Elucidating the size distribution of p‑Phenylenediamine-Derived quinones in atmospheric particles

Abstract

Transformed from p-phenylenediamines (PPDs) antioxidant, PPD-derived quinones (PPD-Qs) have recently been recognized as emerging contaminants due to their potential negative impacts on the environment and human health. While there have been measurements of airborne PPD-Qs, the size distribution of PPD-Qs and the impact of particle size on PPD transformation chemistry remain largely unknown.

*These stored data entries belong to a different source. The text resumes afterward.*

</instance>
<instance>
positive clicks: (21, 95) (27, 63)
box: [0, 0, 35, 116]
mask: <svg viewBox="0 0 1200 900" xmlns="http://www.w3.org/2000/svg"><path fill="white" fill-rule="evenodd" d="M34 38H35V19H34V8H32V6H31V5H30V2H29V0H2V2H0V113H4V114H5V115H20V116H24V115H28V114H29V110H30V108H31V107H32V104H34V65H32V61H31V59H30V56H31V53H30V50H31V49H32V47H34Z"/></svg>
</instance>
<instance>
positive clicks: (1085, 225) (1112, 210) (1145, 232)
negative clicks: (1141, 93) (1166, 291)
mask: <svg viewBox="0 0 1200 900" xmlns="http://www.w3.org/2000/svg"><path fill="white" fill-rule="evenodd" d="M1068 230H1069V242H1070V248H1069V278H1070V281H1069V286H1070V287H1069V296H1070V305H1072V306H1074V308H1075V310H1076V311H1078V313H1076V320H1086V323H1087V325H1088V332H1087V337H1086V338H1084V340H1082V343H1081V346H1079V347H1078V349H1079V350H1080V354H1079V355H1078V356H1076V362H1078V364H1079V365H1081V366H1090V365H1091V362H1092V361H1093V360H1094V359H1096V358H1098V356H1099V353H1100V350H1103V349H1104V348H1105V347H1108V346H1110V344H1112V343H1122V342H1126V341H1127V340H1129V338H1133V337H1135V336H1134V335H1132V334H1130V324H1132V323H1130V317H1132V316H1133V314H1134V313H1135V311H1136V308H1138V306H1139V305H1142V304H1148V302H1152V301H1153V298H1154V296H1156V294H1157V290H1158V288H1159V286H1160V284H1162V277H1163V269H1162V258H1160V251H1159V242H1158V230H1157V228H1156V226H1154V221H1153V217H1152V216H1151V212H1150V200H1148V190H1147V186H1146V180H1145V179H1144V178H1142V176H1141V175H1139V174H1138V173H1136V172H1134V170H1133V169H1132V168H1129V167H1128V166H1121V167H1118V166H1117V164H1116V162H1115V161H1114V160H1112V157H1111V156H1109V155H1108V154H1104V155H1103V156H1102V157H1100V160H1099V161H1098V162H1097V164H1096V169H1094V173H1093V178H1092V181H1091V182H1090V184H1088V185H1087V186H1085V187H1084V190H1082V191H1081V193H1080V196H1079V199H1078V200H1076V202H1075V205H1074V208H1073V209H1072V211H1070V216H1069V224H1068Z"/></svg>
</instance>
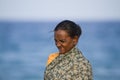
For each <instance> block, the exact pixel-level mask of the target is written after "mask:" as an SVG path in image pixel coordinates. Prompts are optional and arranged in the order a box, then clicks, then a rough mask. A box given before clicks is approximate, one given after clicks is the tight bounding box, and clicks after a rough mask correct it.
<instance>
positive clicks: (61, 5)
mask: <svg viewBox="0 0 120 80" xmlns="http://www.w3.org/2000/svg"><path fill="white" fill-rule="evenodd" d="M58 19H77V20H120V0H0V20H58Z"/></svg>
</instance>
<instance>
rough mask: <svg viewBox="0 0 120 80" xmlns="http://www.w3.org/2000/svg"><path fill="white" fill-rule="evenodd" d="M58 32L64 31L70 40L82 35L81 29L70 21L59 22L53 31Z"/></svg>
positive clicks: (67, 20) (74, 22)
mask: <svg viewBox="0 0 120 80" xmlns="http://www.w3.org/2000/svg"><path fill="white" fill-rule="evenodd" d="M58 30H65V31H66V32H67V33H68V34H69V36H70V37H71V38H74V37H75V36H77V37H78V38H79V37H80V36H81V34H82V30H81V27H80V26H79V25H77V24H76V23H75V22H73V21H70V20H64V21H62V22H60V23H59V24H58V25H57V26H56V27H55V29H54V31H58Z"/></svg>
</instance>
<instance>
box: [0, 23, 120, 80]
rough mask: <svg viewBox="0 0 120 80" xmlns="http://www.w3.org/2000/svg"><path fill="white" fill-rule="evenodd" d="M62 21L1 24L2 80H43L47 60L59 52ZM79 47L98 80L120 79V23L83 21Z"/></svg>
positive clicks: (0, 77)
mask: <svg viewBox="0 0 120 80" xmlns="http://www.w3.org/2000/svg"><path fill="white" fill-rule="evenodd" d="M57 23H58V22H57V21H55V22H42V21H40V22H0V80H43V74H44V69H45V65H46V61H47V57H48V55H49V54H50V53H53V52H56V51H57V48H56V47H55V44H54V39H53V32H52V31H53V29H54V27H55V26H56V24H57ZM77 23H78V24H79V25H80V26H81V27H82V30H83V34H82V36H81V38H80V40H79V43H78V45H77V46H78V47H79V49H80V50H81V51H82V52H83V54H84V56H85V57H87V58H88V59H89V61H90V62H91V64H92V68H93V75H94V80H119V79H120V22H119V21H106V22H82V21H77Z"/></svg>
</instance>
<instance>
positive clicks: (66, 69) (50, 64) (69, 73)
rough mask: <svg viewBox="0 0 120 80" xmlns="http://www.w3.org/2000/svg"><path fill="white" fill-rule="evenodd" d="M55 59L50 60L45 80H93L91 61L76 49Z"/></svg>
mask: <svg viewBox="0 0 120 80" xmlns="http://www.w3.org/2000/svg"><path fill="white" fill-rule="evenodd" d="M54 57H55V59H52V60H50V59H48V65H47V67H46V70H45V73H44V80H93V77H92V68H91V65H90V63H89V61H88V60H87V59H86V58H85V57H84V56H83V55H82V53H81V52H80V51H79V50H78V49H77V48H76V47H74V48H73V49H72V50H70V51H69V52H67V53H65V54H60V55H58V53H57V55H55V56H54ZM49 60H50V61H49Z"/></svg>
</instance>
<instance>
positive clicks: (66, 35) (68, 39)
mask: <svg viewBox="0 0 120 80" xmlns="http://www.w3.org/2000/svg"><path fill="white" fill-rule="evenodd" d="M54 39H55V44H56V46H57V48H58V50H59V53H60V54H64V53H66V52H68V51H70V50H71V49H72V48H73V47H74V46H75V45H76V44H77V41H78V37H75V38H71V37H70V36H69V34H68V33H67V32H66V31H65V30H57V31H55V33H54Z"/></svg>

Here, through the measurements of atmospheric particles in three megacities in China (Beijing, Xi’an, and Hefei), we find that PPD-Qs are widely distributed in these cities. Further analysis of the size-fractioned particles in Hefei indicates that 48 % of PPD-Qs reside in coarse particles. Given that previous studies mainly focus on the measurement of PPD-Qs in fine particles, the previously reported PPD-Q concentrations and the corresponding human exposure dosages are likely to be significantly underestimated. Furthermore, the ratio of PPD-Q to PPD concentration (PPD-Q/PPD) for particles with size range of 0.056 − 0.1 μm is up to 3 times higher than that with size range of 10 − 18 μm, highlighting the key role of particle size in determining the atmospheric oxidation reactivity of PPDs. Model simulations reveal a size-dependent pattern for the estimated concentration of particulate PPD-Qs in human body. In addition, we also demonstrate that PPD-Qs can induce the formation of cellular reactive oxygen species, suggesting that they may pose risks to human health. Overall, our results emphasize the importance of considering the particle size effect when evaluating the reaction potential and exposure risk of airborne PPD-Qs.